Have you ever had that feeling that you have no time to do the things you enjoy because of the looming pressure of studying? Maybe you’d love to watch a movie, hang out with friends, or just lie in a hot bath, but you can’t make space for it in your schedule. When you are struggling with your mental health, this feeling of taking time for yourself can feel even less deserved. For some, makes us feel guilty for doing anything other than university work, and can seriously impact our wellbeing and our productivity.

When I started Brunel University as a fresh-faced 18 year old, I told myself that I didn’t have time for any clubs or societies. I was going to focus on my education and get a kick-ass degree! Things didn’t exactly work out that way; because I had no hobbies, and nothing else to dedicate my time to, I spent way too long studying in the library, or late into the night. One of the biggest regrets of my university experience is that I didn’t take the time to make friends through clubs and societies. I didn’t find that social outlet that I needed to help with the isolation and loneliness that living away from home can bring.

This guilt over ‘me-time’ got worse when I studied for a Master’s degree at Bristol UWE. Being a distance-learning course, I had even more of an opportunity to isolate myself due to the lack of a campus community, and the content of the course being completely online. I started to worry if I began working later than 9am. I wouldn’t give myself a lunch break longer than half an hour, and I completely neglected the need to exercise or just chill out.
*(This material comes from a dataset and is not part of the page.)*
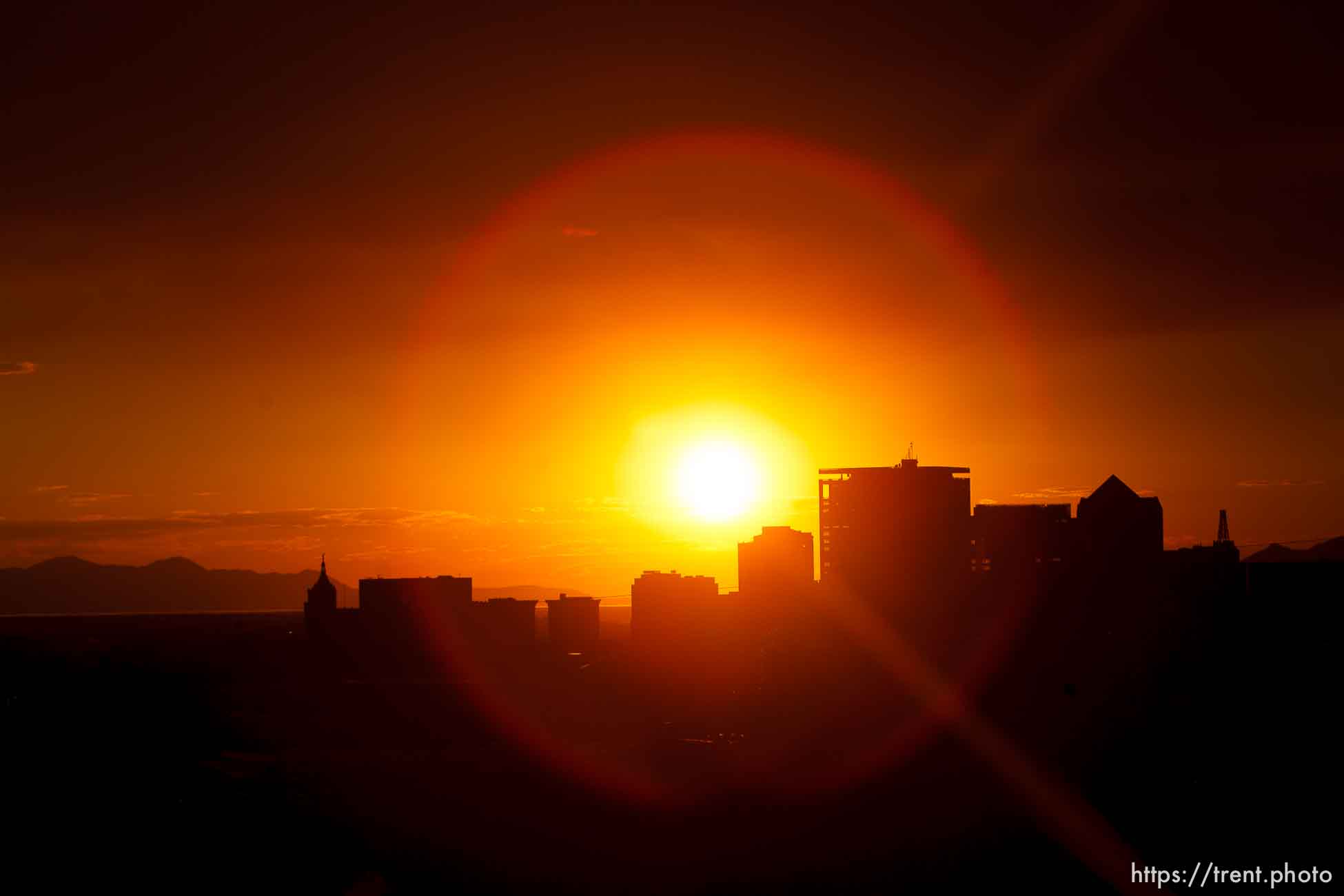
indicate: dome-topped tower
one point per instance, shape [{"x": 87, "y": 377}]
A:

Of course, this didn’t make me any better at studying. In fact, I spent most of my time worrying about studying and generally being inefficient, because studying was all I thought about. This resulted in me developing an anxiety disorder and unhealthy work habits that have stayed with me to this day, over a year after finishing my studies. According to the American Psychological Association, ‘excessive or inappropriate guilt’ is a key symptom of clinical depression, so it’s not surprising that a lot of students with mental health issues feel guilty for taking time off from studying.
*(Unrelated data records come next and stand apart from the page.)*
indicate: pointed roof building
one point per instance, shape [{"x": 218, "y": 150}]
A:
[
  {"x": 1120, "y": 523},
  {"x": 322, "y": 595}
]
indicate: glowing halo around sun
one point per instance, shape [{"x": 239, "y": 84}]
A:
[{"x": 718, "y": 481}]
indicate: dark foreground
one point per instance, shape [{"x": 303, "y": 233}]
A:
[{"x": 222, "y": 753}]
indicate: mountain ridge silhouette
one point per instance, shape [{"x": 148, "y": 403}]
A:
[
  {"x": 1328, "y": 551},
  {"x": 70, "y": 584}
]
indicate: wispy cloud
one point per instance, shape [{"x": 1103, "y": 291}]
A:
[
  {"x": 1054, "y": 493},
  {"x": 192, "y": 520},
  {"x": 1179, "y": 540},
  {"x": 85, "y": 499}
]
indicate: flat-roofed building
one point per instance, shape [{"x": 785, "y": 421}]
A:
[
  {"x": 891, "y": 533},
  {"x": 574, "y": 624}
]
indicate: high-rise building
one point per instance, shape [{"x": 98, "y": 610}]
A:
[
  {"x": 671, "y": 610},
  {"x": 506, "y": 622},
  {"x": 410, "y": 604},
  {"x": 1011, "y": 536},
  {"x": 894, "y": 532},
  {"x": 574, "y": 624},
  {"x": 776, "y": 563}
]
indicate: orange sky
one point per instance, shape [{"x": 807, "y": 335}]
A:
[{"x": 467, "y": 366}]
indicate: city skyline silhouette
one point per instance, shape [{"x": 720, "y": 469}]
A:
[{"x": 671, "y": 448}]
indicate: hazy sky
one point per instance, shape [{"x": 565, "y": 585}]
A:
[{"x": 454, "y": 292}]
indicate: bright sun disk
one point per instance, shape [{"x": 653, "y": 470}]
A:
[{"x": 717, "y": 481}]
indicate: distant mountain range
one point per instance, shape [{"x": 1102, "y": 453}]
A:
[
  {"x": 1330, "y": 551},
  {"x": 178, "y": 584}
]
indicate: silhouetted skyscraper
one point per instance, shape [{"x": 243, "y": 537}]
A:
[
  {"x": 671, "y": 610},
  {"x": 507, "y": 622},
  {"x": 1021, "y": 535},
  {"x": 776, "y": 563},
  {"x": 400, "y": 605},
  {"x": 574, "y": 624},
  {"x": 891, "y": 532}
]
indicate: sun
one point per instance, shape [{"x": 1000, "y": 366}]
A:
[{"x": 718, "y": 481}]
One of my fellow course mates had a part-time job, a netball coaching job, and various other hobbies and activities that she indulged in, always managing to spend time on her studies as well. That girl eventually really DID get a kick-ass degree!

As counter intuitive as it seems, taking time away from studying and spending a healthy amount of time on self-care is THE BIGGEST tool for success and wellbeing that there is! Everyone needs to recharge their batteries regularly. So, have a think about what you like to do to relax and unwind. Is it reading a book? Going for a run? Something that has really helped me is having a list of things that I know I enjoy readily available to me to look at when I feel I need a break. Another helpful tip is to make yourself clear, realistic, small goals every day. Something like: ‘today I will read 2 journal articles’. And then when you complete those tasks, don’t be tempted to give yourself more. You’ve done what you set out to do!

Too much studying can have a really big impact on our health and wellbeing, and can give us a distorted view of how much our grades mean in the grand scheme of things. Be kind to yourself and prioritise that me-time as much as you need.

Hi I’m Charlotte! I work at the London School of Economics looking at refining and improving the student experience in my department. I graduated with a BSc in Psychology in 2012, and an MSc in Sport and Exercise Psychology in 2017; these university experiences alerted me to the debilitating effect anxiety and depression can have on young people, as it was something I struggled with. Coming across the Student Minds blog made me wish I’d found a resource like this when I was studying, so I want to give back to the community by sharing my experience.